The lexical ordering is:

    SELECT
    FROM
    WHERE
    GROUP BY
    HAVING
    UNION
    ORDER BY

while the logical order is:

    FROM
    WHERE
    GROUP BY
    HAVING
    SELECT
    UNION
    ORDER BY

[1] https://blog.jooq.org/10-easy-steps-to-a-complete-understand...

nivertech · on Jan 25, 2024

Your example for a row-oriented just adds UNION.

But you need first to order by column to get the rows in the desired order, while SELECT just indicates which column from the rows to return.

source table -> filtered rowset -> grouped rowset -> filtered grouped rowset -> ordered rows -> ordered rows with selected columns only

Source: I was working several years as a Human Query Planner for the columnar DB ;)

chrisjc · on Jan 25, 2024

I'm interested to understand why you think it should differ between OLAP and OLTP?

Are you suggesting that columns closer to the top matters for OLAP bc OLAP is columnar? Ultimately, a query planner is going to figure out what happens first, so I can't imagine your point has anything to do with execution.

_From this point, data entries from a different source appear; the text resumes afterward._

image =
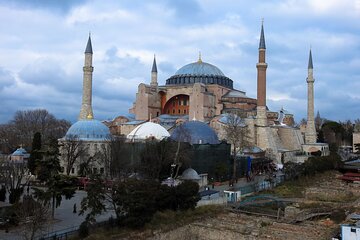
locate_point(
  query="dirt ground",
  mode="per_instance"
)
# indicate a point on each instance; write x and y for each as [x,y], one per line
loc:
[320,193]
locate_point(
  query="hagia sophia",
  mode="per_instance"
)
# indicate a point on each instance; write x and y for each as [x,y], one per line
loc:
[200,97]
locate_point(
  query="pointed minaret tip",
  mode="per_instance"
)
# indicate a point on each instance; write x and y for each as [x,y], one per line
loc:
[88,45]
[199,60]
[310,65]
[262,36]
[154,68]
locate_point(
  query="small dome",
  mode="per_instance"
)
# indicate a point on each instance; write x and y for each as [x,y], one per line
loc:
[148,130]
[88,130]
[190,174]
[200,68]
[20,152]
[195,132]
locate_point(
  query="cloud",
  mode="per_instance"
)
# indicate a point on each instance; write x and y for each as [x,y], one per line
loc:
[42,45]
[62,6]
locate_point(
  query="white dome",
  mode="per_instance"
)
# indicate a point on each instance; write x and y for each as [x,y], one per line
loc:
[148,130]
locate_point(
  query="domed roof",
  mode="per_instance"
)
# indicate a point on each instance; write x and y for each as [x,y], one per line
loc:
[148,130]
[200,72]
[20,152]
[195,132]
[88,130]
[199,68]
[190,174]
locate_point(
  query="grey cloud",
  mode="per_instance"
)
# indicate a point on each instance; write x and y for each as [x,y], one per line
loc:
[6,78]
[61,6]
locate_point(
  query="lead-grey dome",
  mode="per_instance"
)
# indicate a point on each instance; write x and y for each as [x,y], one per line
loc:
[88,130]
[199,68]
[199,72]
[195,132]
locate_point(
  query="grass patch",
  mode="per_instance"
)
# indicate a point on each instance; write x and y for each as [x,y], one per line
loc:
[296,188]
[164,221]
[167,220]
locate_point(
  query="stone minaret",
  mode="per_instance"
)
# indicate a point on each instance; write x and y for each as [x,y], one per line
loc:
[154,75]
[310,133]
[86,107]
[261,119]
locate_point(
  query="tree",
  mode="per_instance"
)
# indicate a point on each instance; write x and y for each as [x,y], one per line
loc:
[35,154]
[137,200]
[57,185]
[72,149]
[33,216]
[237,134]
[14,174]
[180,150]
[99,199]
[23,126]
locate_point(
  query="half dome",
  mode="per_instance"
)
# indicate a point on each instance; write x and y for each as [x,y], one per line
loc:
[190,174]
[195,132]
[88,130]
[148,130]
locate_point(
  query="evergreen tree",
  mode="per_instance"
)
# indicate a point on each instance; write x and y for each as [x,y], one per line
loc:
[57,185]
[35,154]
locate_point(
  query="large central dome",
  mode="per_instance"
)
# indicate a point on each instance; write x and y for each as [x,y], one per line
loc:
[88,130]
[199,68]
[200,72]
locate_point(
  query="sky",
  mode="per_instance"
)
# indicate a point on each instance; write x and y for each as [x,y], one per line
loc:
[42,46]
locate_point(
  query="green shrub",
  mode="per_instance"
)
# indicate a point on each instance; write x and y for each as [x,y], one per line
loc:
[84,230]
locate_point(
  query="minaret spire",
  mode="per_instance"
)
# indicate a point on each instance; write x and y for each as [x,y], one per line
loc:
[261,81]
[88,48]
[310,133]
[310,65]
[262,36]
[86,112]
[154,82]
[154,68]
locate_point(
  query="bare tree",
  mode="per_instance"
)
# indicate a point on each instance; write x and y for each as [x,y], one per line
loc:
[181,150]
[14,174]
[33,216]
[25,124]
[72,149]
[237,134]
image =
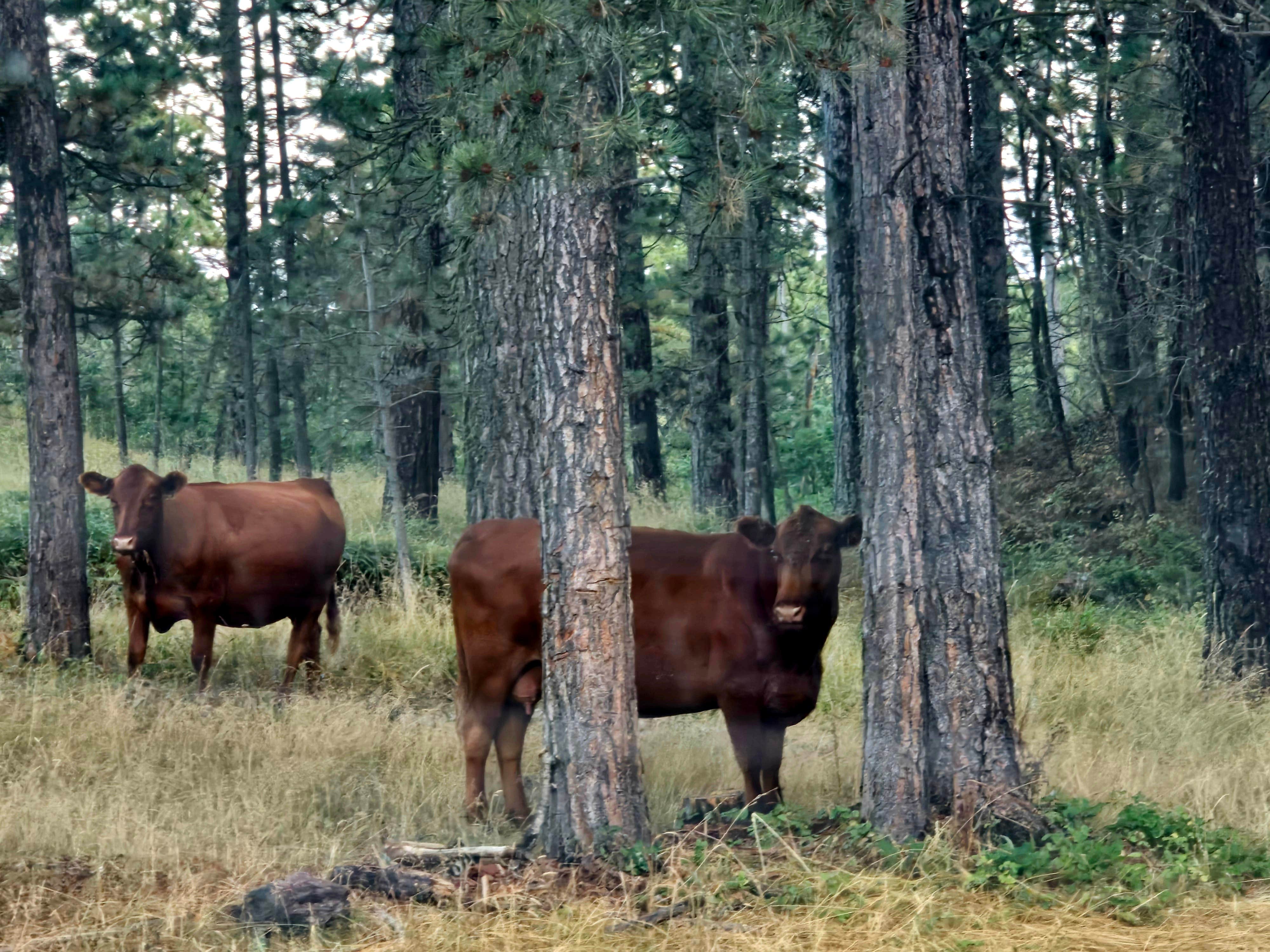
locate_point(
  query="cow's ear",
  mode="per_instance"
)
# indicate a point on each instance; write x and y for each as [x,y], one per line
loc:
[97,484]
[173,483]
[759,531]
[850,531]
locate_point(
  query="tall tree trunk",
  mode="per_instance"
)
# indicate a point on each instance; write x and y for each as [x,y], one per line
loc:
[383,398]
[1174,414]
[1230,347]
[1116,333]
[295,365]
[416,367]
[237,241]
[986,31]
[121,408]
[57,568]
[714,455]
[714,487]
[592,788]
[754,285]
[274,414]
[501,420]
[637,333]
[157,450]
[841,279]
[939,701]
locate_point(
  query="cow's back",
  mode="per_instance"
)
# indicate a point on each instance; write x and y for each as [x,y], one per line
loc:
[252,553]
[697,604]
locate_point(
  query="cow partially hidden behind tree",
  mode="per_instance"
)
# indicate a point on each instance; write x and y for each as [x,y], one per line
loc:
[242,555]
[732,621]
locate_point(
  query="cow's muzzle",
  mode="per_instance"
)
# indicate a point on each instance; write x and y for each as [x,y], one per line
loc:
[789,614]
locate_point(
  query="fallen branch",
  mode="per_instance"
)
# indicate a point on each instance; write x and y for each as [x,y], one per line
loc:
[655,918]
[422,852]
[79,936]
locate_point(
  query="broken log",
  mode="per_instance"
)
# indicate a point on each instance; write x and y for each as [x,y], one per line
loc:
[427,854]
[393,882]
[300,901]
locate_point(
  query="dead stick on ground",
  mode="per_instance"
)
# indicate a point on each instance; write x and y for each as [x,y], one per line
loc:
[79,936]
[656,918]
[418,851]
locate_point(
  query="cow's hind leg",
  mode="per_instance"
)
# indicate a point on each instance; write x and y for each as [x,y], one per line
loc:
[479,720]
[201,649]
[303,648]
[510,744]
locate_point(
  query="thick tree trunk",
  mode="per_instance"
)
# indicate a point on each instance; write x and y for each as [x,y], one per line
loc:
[714,487]
[637,334]
[1230,348]
[57,568]
[237,241]
[274,414]
[840,232]
[121,408]
[939,701]
[986,32]
[592,788]
[501,420]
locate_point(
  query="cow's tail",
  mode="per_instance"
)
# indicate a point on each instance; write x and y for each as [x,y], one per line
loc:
[333,625]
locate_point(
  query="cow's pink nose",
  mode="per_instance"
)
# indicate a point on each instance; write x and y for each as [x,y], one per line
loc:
[791,615]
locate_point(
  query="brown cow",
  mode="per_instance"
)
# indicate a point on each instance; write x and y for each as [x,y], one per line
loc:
[730,621]
[243,555]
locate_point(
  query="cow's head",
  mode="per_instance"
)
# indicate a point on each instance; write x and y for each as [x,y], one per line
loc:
[807,548]
[137,496]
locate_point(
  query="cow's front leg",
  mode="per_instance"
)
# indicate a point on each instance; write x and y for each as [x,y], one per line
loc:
[747,743]
[139,637]
[773,753]
[201,649]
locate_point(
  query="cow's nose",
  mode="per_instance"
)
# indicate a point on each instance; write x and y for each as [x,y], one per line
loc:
[791,615]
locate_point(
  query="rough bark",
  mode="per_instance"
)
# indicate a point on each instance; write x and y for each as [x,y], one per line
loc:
[1230,348]
[57,569]
[501,421]
[121,408]
[637,334]
[237,239]
[939,701]
[840,234]
[592,788]
[986,32]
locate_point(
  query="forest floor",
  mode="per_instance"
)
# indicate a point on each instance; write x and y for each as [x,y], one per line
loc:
[135,813]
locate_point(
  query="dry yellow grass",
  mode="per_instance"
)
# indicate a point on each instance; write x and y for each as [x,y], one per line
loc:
[129,803]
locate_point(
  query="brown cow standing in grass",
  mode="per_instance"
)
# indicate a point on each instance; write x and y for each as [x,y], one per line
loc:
[732,621]
[243,555]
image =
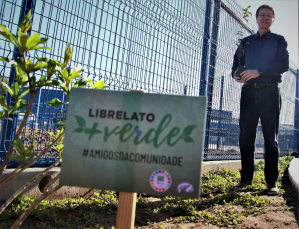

nivertech · on Jan 25, 2024

1. Not every OLAP/columnar/timeseries DBMS has a Query Planner. For example in kdb+/q a developer need to think about correct order of WHERE clauses, know which columns have attributes (kind of "secondary indexes"), and lots of other tricks. The advantage is predictability of execution, the disadvantage - it's too complex.

2. I'm not talking about cases where a Query Planner parses the query language DSL, and computes Query Plan out of it. More the case when you kind of have an explicit Query Plan. The best example is FluxQL[1].

--

[1]. https://docs.influxdata.com/influxdb/cloud/reference/syntax/...

chrisjc · on Jan 25, 2024

Now that you mention it, I guess I've experienced *similar* issues (more to do with joins, unions, materializations, windows, etc) even when there is a query planner.

Even though the query planner has an optimizer, the plan produced isn't optimal. In some cases I have had to play around with the SQL (resulting in less than ideal SQL) to get the optimizer to do what it should.

This demonstrates the exact point you made:

> The advantage is predictability of execution

In my example, while I ultimately overcame the issues with the sub-optimal plan, there's no assurances about what the query planner/optimizer will come up with tomorrow.

nivertech · on Jan 25, 2024

Relevant infographics, probably inspired by this HN post:

https://x.com/alexxubyte/status/1750560163101315463?s=20

marcosdumay · on Jan 25, 2024

Nah, in the row one, it should come before the order by.

Alternatively, its semantics could change to reflect this ordering, but it would loss expressiveness.